En outre, pour les auteurs de l’étude, il est important d’être réaliste : « Les adolescents expérimenteront beaucoup de choses qui ne sont pas bonnes pour leur santé ; la prise de risque et l’expérimentation font partie du processus pour devenir adulte ». Or, s’il faut bien entendu s’en préoccuper, il est désormais plus que prouvé que l’augmentation du vapotage chez les jeunes ne conduit à aucune recrudescence du tabagisme. D’après les données officielles, au Royaume-Uni, en 1982, 19 % des 11-15 ans étaient fumeurs. En 2021, seuls 3 % d’entre eux fument, alors qu’ils sont de plus en plus à expérimenter le vapotage. Le même constat a été établi en France, mais aussi aux États-Unis, où les lycéens sont plus de 10 fois moins à fumer en 2022 qu’en 1991, justement grâce à l’apparition de la cigarette électronique !
De plus, à l’idée que « le vapotage rend une toute nouvelle génération de jeunes accros à la nicotine », le RCP rappelle « l’absurdité » de cet argument, non étayé par de quelconques données. La science n’a de cesse de réfuter tous les fondements de la théorie de l’effet passerelle, n’en déplaise à ses adeptes qui aiment toujours à penser que vapoter conduit immanquablement à fumer…

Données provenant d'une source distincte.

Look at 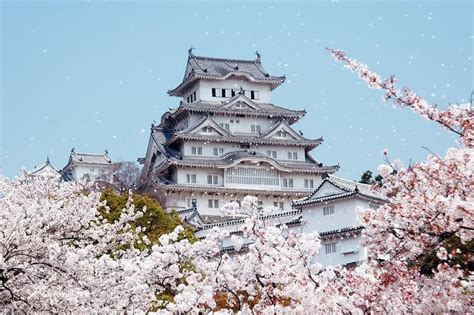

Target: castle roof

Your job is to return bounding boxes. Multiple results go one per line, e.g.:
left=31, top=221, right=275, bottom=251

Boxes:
left=168, top=52, right=285, bottom=96
left=157, top=150, right=339, bottom=174
left=293, top=175, right=387, bottom=208
left=69, top=149, right=112, bottom=165
left=162, top=94, right=306, bottom=124
left=162, top=116, right=323, bottom=151
left=27, top=158, right=60, bottom=176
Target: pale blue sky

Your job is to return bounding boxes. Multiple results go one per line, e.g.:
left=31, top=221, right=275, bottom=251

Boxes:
left=0, top=1, right=474, bottom=179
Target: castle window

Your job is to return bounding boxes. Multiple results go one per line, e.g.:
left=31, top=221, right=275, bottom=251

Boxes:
left=283, top=178, right=293, bottom=188
left=324, top=243, right=337, bottom=254
left=267, top=151, right=277, bottom=159
left=304, top=179, right=314, bottom=188
left=186, top=197, right=197, bottom=208
left=191, top=147, right=202, bottom=155
left=250, top=124, right=262, bottom=133
left=186, top=174, right=196, bottom=184
left=323, top=206, right=334, bottom=215
left=224, top=167, right=279, bottom=186
left=214, top=148, right=224, bottom=156
left=219, top=123, right=230, bottom=131
left=207, top=199, right=219, bottom=209
left=207, top=175, right=219, bottom=185
left=250, top=91, right=258, bottom=100
left=273, top=201, right=284, bottom=210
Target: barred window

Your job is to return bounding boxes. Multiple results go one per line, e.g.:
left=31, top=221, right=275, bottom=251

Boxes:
left=324, top=243, right=337, bottom=254
left=323, top=206, right=334, bottom=215
left=225, top=167, right=280, bottom=186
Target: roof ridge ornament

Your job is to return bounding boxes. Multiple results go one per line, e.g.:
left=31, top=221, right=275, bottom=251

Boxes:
left=255, top=50, right=262, bottom=63
left=188, top=44, right=195, bottom=57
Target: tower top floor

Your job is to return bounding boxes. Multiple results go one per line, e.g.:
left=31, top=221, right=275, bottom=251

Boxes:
left=168, top=49, right=285, bottom=103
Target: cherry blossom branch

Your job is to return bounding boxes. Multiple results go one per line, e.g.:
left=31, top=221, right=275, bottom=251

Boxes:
left=326, top=48, right=474, bottom=145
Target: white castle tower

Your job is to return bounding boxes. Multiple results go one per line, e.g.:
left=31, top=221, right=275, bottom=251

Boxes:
left=139, top=49, right=339, bottom=216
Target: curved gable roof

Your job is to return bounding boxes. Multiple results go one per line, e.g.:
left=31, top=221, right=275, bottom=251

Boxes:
left=168, top=53, right=286, bottom=96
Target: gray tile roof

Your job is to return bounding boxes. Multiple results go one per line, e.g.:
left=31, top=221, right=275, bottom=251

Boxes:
left=168, top=54, right=285, bottom=96
left=165, top=116, right=323, bottom=151
left=157, top=150, right=339, bottom=173
left=173, top=101, right=306, bottom=123
left=292, top=175, right=387, bottom=207
left=71, top=151, right=112, bottom=165
left=169, top=133, right=323, bottom=150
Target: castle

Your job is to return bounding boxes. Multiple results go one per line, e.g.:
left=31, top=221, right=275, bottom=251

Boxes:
left=140, top=50, right=339, bottom=216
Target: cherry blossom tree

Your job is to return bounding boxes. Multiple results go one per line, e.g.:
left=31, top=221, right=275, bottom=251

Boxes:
left=0, top=175, right=154, bottom=312
left=328, top=49, right=474, bottom=312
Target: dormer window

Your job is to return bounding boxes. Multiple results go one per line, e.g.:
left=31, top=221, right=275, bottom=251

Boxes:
left=219, top=123, right=230, bottom=131
left=250, top=91, right=258, bottom=100
left=250, top=124, right=262, bottom=133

Au regard des faits, le Royal College of Physicians rejoint ainsi les avis de nombreux organismes et chercheurs en concluant : « n’est-il pas préférable qu’ils [les jeunes] utilisent la vape, avec un profil de risque relativement faible, plutôt que le tabac, qui en tuera la moitié ? Nous devons réglementer et restreindre soigneusement la commercialisation et l’emballage pour éviter l’attrait des vapes auprès des jeunes, mais aller plus loin (interdire les arômes ou limiter la vente en tant que produits de consommation) serait une politique qui pourrait avoir des effets catastrophiques sur la santé publique en réduisant l’attrait et l’accès aux vapes pour les adultes qui ont désespérément besoin d’une alternative pour les aider à arrêter de fumer. »

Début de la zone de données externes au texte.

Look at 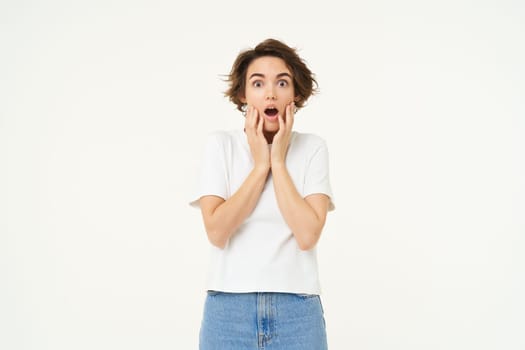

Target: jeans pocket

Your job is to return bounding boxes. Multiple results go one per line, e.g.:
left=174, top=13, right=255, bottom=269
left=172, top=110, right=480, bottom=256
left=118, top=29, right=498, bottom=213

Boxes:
left=296, top=293, right=318, bottom=299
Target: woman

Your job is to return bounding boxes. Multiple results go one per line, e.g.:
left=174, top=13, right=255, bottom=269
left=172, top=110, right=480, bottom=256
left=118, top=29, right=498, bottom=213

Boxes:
left=192, top=39, right=334, bottom=350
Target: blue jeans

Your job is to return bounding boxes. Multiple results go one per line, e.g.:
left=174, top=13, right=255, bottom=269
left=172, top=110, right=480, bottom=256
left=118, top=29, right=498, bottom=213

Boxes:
left=199, top=291, right=327, bottom=350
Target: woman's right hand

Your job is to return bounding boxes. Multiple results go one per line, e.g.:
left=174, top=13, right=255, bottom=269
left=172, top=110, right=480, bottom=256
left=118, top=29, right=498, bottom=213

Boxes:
left=244, top=105, right=270, bottom=171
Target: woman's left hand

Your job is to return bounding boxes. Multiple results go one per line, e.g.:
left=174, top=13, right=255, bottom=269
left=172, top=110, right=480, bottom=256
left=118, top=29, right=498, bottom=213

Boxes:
left=271, top=102, right=295, bottom=166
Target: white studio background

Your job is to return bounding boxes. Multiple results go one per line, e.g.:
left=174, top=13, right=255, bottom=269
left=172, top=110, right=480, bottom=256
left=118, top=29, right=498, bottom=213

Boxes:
left=0, top=0, right=525, bottom=350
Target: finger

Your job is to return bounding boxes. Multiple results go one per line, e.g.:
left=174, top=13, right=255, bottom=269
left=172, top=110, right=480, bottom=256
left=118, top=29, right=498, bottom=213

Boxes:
left=245, top=106, right=255, bottom=133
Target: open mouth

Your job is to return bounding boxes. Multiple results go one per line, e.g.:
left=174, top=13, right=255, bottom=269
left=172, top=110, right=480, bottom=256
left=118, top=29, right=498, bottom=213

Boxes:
left=264, top=107, right=279, bottom=117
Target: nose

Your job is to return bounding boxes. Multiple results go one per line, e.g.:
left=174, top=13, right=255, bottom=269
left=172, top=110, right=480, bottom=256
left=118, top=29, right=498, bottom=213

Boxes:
left=266, top=87, right=275, bottom=100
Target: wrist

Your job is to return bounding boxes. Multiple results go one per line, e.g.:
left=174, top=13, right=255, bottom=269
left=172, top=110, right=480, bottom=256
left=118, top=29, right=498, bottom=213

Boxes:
left=272, top=160, right=286, bottom=171
left=252, top=164, right=270, bottom=175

Les pneumologues anglais contre la vape : un débat moins clinique que moral pour le RCP
Pour les auteurs, les idées reçues largement véhiculées sur la vape semblent avoir déformé le raisonnement clinique, désormais basé sur la peur : « Nous craignons que les réactions émotives puissent avoir un impact sur la prise de décision clinique », écrivent-ils. Ils encouragent ainsi les médecins à revenir rapidement aux preuves scientifiques disponibles et à remettre véritablement en perspective la question du risque relatif. Sans cela, alerte le RCP, de nombreuses personnes pourraient continuer de fumer du tabac, qu’ils savent pourtant sciemment nocif, plutôt que de passer à un produit qui l’est beaucoup moins.

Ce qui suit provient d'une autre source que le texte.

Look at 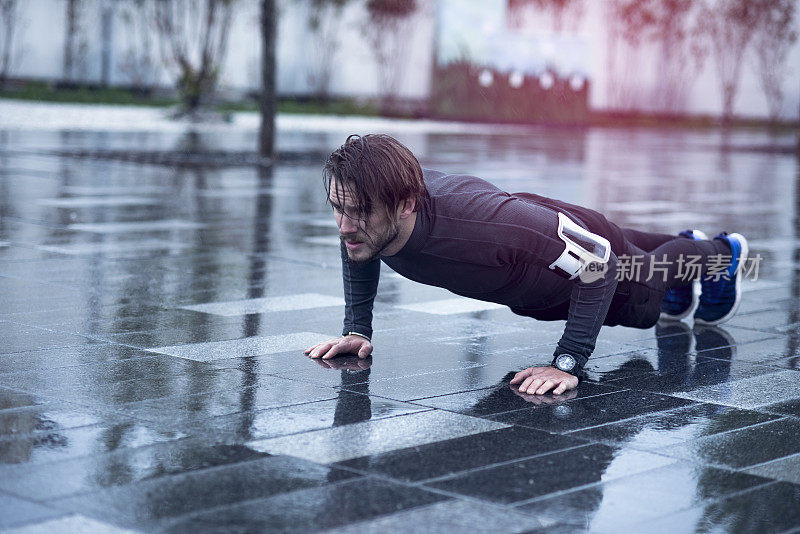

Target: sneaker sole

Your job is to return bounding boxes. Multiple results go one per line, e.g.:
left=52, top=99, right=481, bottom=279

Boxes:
left=658, top=230, right=708, bottom=321
left=658, top=282, right=700, bottom=321
left=694, top=233, right=750, bottom=326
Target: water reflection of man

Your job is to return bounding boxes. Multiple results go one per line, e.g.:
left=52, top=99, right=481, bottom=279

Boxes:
left=306, top=135, right=747, bottom=395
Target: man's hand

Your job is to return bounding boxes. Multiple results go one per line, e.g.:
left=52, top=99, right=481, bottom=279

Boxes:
left=305, top=335, right=372, bottom=360
left=511, top=388, right=578, bottom=406
left=509, top=366, right=578, bottom=395
left=314, top=356, right=372, bottom=371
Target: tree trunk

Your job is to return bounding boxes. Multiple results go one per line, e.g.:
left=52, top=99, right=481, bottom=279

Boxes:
left=64, top=0, right=78, bottom=81
left=258, top=0, right=278, bottom=158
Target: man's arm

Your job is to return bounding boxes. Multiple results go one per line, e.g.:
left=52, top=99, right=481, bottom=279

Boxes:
left=510, top=252, right=618, bottom=395
left=305, top=244, right=381, bottom=359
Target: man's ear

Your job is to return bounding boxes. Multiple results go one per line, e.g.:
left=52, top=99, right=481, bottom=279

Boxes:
left=399, top=198, right=417, bottom=219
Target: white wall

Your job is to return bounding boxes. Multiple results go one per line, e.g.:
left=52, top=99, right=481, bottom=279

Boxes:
left=6, top=0, right=800, bottom=118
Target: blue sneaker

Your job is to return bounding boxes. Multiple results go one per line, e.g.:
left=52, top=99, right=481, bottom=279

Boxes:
left=660, top=230, right=708, bottom=321
left=694, top=232, right=749, bottom=326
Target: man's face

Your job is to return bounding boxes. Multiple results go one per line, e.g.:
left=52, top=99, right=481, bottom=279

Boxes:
left=329, top=179, right=399, bottom=263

Plus encore, il est urgent pour les chercheurs que les professionnels de santé soient « clairs sur le fait que les méfaits du tabac ne proviennent pas de la nicotine ». Trop de fumeurs la jugent encore nocive et cancérigène « et une grande partie de cette perception erronée pourrait se traduire par une réticence à passer à des produits moins nocifs, mais contenant de la nicotine ».
Les recommandations du Royal College of Physicians sont ainsi claires et inchangées : « Pour promouvoir une bonne santé, réduire les méfaits et prévenir les décès prématurés, nous devrions soutenir le vapotage comme moyen d’abandon du tabac chez les adultes et en faire une priorité urgente de santé publique. Dans notre souci des enfants, n’oublions pas la santé des adultes ».